22 febbraio 2013

Revisori legali: pubblicati altri due regolamenti

Regolato il registro dei revisori inattivi e individuate le situazioni di revoca per giusta causa
Autore: Redazione Fiscal Focus

Due nuovi decreti attuativi - Si vanno man mano completando le disposizioni non ancora attuate del Decreto 39/2010 che ha recepito la direttiva europea in tema di revisione (2006/43/CE), e in particolare sono stati pubblicati sulla Gazzetta Ufficiale del 20 febbraio 2013 due regolamenti sui revisori contabili che riguardano, il primo le modalità di revoca, dimissioni o risoluzione consensuale dell’incarico di revisione legale, e un altro la gestione della sezione dei revisori inattivi. Il decreto ministeriale 261 del 28 dicembre 2012 interviene sui “casi e le modalità di revoca, dimissioni e risoluzione consensuale dell'incarico di revisione legale” in attuazione dell'articolo 13, comma 4 del D.Lgs. 39, mentre il D.M. 16 dell'8 gennaio 2013 si occupa della gestione della “sezione dei revisori inattivi” previsti dall'articolo 8. In merito al contratto di revisione, emerge che i gravi inadempimenti del revisore legale nell’esercizio delle sue funzioni, costituiscono una giusta causa di revoca, mentre il mancato pagamento del corrispettivo può legittimare le dimissioni del revisore, ma solo dopo la messa in mora del soggetto che ha conferito l’incarico.

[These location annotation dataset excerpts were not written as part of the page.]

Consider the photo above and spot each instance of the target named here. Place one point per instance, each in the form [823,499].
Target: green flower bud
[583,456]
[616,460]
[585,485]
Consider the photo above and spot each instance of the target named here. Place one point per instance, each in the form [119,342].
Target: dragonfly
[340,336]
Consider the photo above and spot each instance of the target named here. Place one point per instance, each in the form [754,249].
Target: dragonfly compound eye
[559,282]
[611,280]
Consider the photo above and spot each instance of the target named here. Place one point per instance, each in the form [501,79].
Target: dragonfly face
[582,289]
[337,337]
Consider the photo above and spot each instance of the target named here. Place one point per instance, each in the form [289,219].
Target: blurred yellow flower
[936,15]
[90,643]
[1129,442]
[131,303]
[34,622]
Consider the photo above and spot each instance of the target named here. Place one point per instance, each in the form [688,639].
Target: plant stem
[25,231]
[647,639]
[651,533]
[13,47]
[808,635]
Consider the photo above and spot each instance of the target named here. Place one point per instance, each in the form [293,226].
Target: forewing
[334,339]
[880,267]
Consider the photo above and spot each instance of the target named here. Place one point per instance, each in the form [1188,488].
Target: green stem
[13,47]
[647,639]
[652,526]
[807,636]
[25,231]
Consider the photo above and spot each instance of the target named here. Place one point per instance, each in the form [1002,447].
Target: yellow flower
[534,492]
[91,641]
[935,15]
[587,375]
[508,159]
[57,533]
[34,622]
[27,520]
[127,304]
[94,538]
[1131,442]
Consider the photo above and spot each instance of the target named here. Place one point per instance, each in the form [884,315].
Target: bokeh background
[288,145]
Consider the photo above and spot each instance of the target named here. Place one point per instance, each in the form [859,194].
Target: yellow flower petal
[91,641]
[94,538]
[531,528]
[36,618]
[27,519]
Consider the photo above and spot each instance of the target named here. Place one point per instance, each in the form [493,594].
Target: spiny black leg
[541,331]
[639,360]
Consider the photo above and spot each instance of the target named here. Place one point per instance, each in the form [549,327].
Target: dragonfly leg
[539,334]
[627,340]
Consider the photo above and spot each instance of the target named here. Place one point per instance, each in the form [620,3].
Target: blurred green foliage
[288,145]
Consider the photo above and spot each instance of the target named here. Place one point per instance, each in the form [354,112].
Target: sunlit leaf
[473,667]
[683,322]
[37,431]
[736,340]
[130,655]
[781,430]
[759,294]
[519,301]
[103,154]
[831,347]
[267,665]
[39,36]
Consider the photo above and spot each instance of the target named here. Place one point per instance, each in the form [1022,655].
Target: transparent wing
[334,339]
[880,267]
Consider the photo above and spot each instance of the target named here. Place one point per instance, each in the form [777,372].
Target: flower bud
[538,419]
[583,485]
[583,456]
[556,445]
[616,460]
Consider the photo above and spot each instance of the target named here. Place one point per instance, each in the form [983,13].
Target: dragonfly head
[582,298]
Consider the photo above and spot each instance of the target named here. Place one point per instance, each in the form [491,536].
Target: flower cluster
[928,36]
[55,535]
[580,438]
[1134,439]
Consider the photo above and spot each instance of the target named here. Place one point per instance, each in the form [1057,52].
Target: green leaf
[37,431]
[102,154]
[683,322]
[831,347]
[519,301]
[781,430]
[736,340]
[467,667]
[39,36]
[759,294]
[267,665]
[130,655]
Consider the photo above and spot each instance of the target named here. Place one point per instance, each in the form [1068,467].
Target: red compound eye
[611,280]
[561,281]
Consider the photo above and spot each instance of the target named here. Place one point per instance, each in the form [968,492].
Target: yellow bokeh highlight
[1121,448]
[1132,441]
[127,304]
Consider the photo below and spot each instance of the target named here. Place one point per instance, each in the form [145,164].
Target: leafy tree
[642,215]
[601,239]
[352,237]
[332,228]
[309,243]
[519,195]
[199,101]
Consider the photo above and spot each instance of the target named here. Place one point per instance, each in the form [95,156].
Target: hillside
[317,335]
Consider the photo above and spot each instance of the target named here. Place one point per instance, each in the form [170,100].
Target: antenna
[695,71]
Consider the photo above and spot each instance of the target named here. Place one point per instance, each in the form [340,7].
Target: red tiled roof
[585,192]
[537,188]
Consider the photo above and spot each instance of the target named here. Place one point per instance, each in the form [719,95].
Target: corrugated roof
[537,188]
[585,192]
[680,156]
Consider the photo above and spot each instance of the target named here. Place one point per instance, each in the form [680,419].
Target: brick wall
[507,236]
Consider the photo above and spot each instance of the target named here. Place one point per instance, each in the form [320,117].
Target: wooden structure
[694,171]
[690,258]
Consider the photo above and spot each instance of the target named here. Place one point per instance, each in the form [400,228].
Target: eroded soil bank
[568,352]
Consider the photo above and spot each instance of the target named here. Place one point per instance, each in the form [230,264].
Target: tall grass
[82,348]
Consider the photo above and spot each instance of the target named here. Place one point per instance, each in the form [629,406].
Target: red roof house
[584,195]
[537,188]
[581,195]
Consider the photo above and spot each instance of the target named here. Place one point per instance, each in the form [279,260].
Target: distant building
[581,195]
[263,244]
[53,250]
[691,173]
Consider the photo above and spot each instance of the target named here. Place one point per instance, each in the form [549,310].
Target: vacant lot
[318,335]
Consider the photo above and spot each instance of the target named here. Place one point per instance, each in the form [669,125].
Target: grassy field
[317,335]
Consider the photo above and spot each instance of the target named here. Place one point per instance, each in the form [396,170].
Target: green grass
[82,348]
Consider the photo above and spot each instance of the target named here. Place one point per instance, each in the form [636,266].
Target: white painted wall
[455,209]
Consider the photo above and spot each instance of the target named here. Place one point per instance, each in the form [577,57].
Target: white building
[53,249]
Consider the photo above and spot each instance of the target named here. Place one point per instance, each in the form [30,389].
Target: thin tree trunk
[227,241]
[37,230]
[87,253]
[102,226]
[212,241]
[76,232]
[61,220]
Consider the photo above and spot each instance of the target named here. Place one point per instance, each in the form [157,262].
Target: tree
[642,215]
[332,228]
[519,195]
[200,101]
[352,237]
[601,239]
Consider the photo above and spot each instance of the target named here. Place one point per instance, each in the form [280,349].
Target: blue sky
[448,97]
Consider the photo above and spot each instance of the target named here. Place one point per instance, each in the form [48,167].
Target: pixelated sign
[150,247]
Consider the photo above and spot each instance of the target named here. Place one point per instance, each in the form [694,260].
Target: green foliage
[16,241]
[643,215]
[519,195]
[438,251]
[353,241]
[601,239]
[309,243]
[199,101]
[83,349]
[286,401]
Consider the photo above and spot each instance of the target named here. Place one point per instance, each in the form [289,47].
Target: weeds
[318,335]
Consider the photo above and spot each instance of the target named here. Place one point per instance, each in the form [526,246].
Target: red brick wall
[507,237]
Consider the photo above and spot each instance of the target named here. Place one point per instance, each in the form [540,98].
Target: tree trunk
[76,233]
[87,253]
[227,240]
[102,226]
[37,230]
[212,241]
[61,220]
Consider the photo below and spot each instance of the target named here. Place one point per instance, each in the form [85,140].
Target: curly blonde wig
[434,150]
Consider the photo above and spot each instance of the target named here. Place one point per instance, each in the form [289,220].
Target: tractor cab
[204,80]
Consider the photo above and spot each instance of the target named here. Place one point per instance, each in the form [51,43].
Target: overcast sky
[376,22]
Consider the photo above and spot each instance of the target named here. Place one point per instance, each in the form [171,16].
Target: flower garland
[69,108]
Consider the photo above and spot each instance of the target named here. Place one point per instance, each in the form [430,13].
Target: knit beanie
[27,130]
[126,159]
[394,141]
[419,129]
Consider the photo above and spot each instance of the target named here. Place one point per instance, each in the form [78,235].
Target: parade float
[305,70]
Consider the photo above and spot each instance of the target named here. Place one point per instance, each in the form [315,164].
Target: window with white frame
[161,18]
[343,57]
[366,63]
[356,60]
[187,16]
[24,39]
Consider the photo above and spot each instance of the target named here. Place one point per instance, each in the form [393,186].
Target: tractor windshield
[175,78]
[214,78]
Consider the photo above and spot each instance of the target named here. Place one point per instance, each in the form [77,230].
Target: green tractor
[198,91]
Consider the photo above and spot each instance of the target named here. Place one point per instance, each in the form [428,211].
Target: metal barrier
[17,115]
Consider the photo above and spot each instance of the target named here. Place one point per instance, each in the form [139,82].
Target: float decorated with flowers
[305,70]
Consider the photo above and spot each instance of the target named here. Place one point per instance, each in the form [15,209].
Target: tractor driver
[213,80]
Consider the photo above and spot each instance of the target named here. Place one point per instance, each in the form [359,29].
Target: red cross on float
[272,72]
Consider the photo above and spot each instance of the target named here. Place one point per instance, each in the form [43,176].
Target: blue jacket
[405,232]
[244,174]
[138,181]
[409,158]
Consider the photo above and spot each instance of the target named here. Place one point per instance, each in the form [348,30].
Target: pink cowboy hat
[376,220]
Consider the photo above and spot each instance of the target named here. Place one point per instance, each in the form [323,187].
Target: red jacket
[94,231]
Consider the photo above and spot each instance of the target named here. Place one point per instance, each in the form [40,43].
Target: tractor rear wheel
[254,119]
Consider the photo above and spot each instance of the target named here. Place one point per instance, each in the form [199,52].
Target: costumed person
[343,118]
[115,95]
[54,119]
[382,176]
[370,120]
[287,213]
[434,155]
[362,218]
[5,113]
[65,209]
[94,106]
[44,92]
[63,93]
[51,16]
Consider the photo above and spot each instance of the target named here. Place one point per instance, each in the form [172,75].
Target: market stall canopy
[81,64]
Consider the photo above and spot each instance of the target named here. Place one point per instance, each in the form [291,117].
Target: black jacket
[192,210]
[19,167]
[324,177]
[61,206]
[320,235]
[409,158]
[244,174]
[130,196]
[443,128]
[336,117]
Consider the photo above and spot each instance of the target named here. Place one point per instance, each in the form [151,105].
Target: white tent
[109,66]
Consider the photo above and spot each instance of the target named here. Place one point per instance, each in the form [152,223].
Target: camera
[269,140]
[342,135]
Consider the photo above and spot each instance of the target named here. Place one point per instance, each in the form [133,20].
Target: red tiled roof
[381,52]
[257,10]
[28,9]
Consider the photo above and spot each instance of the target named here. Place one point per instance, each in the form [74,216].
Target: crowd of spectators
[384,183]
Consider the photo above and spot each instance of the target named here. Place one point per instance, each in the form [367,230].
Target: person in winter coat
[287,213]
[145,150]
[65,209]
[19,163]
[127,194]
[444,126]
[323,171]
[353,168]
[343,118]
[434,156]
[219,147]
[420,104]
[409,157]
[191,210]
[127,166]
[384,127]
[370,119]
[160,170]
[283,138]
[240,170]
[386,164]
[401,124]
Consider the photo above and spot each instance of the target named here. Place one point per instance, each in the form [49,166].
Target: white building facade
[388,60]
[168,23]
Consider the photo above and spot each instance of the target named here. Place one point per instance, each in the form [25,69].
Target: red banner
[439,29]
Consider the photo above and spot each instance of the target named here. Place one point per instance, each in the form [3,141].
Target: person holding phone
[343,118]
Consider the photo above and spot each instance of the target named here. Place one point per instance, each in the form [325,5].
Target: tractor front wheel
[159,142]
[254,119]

I revisori inattivi - L’articolo 8 comma 2 del D.Lgs. 39/2010 ha previsto la sezione dei revisori inattivi, sezione dove sono inseriti i professionisti iscritti nel registro dei revisori legali che non hanno assunto incarichi di revisione, o che non hanno collaborato a detta attività in una società di revisione per tre anni consecutivi, nonché coloro che ne fanno richiesta al Mef anche prima del decorrere dei tre anni.
Al momento della prima iscrizione nel registro dei revisori, gli stessi sono iscritti in tale sezione, per poi, con l’assunzione del primo incarico, passare nel registro degli attivi. Se l'assunzione dell'incarico avviene entro il primo anno formativo successivo a quello di iscrizione nel Registro, il revisore è esonerato dagli obblighi formativi.

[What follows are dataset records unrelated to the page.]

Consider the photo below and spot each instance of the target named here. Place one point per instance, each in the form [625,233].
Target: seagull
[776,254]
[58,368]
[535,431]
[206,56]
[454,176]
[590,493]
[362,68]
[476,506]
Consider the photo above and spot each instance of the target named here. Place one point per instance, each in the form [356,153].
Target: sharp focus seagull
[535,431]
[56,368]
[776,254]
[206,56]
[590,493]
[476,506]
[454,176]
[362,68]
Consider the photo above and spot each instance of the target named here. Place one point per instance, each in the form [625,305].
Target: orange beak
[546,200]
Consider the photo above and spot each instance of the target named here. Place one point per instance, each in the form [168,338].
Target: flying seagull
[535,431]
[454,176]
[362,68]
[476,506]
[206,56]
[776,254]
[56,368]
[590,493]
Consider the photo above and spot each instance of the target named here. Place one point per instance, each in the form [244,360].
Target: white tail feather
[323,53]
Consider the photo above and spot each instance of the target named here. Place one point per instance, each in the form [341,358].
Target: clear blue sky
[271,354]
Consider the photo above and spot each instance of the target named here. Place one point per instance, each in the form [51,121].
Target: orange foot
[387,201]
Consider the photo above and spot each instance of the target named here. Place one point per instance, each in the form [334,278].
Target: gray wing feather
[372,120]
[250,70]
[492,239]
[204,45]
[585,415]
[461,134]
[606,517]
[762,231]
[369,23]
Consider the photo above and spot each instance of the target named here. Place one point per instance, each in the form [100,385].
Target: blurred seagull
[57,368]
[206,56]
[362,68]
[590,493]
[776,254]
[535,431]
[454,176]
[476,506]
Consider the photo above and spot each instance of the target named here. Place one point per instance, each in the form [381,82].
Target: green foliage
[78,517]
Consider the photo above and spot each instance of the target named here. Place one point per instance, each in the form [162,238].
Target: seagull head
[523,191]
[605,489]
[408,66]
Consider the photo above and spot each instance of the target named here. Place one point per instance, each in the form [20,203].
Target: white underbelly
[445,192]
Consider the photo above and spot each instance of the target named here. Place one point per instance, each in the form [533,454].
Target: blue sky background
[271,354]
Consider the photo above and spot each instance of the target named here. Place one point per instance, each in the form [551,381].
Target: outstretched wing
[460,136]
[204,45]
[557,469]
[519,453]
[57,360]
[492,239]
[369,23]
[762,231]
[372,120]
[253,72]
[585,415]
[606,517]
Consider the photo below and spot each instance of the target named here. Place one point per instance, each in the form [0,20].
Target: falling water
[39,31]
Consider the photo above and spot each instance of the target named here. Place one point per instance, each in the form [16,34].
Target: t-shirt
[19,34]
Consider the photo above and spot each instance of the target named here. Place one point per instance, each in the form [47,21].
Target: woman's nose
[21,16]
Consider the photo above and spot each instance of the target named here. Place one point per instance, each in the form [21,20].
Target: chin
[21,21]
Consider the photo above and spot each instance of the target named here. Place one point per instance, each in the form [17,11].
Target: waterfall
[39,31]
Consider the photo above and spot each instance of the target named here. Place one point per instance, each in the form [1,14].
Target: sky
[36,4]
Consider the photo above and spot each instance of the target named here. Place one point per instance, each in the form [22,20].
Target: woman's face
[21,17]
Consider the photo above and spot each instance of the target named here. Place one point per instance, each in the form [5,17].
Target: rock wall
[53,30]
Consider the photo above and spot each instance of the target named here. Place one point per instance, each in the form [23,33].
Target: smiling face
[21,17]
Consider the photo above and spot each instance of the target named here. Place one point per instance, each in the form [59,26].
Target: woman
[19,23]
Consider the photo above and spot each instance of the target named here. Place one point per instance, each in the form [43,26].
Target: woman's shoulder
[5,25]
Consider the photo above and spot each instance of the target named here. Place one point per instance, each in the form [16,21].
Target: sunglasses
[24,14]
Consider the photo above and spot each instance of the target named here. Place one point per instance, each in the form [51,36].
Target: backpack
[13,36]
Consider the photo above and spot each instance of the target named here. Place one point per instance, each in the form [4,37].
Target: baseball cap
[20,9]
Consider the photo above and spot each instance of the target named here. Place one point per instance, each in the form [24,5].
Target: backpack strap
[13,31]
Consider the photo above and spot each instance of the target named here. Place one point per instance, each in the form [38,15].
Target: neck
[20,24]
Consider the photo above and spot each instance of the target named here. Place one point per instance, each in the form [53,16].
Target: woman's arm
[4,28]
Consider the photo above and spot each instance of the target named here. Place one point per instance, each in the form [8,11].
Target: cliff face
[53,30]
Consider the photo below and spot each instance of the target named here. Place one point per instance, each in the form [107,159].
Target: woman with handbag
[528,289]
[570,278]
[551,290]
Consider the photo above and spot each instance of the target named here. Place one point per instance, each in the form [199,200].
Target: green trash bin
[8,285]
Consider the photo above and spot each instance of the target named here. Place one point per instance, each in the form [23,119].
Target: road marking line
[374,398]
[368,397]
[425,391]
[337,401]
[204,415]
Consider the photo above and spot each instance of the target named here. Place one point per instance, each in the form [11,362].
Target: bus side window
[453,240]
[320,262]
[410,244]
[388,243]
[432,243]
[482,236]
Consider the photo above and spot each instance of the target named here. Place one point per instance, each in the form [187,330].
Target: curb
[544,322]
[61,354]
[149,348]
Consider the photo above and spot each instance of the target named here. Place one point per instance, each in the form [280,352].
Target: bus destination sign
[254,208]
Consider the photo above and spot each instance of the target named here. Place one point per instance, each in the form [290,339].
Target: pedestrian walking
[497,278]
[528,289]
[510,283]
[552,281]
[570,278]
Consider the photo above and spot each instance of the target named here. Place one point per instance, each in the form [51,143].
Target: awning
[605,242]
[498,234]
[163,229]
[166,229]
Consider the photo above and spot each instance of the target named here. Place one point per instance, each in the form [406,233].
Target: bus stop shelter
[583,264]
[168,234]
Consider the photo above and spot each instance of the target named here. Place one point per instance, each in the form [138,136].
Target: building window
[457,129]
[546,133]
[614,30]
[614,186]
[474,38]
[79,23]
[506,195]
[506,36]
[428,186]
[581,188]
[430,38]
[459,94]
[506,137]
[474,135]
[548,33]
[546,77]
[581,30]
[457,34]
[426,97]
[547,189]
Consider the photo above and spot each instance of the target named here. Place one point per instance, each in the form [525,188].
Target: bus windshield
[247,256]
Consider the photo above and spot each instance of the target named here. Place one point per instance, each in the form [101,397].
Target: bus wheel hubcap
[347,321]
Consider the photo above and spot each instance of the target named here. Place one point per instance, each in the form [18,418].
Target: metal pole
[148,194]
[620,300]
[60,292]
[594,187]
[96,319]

La formazione obbligatoria - Il passaggio fra le due sezioni, oltreché l’assunzione di incarichi, è subordinato alla formazione obbligatoria e alla tempestiva comunicazione al Mef dell'incarico assunto. Gli obblighi formativi sono necessari per accedere alla revisione attiva e il revisore, se non vi partecipa volontariamente, deve frequentare uno specifico corso di formazione e aggiornamento della durata minima di 60 ore, e per questo è tenuto al pagamento del contributo annuale per la formazione.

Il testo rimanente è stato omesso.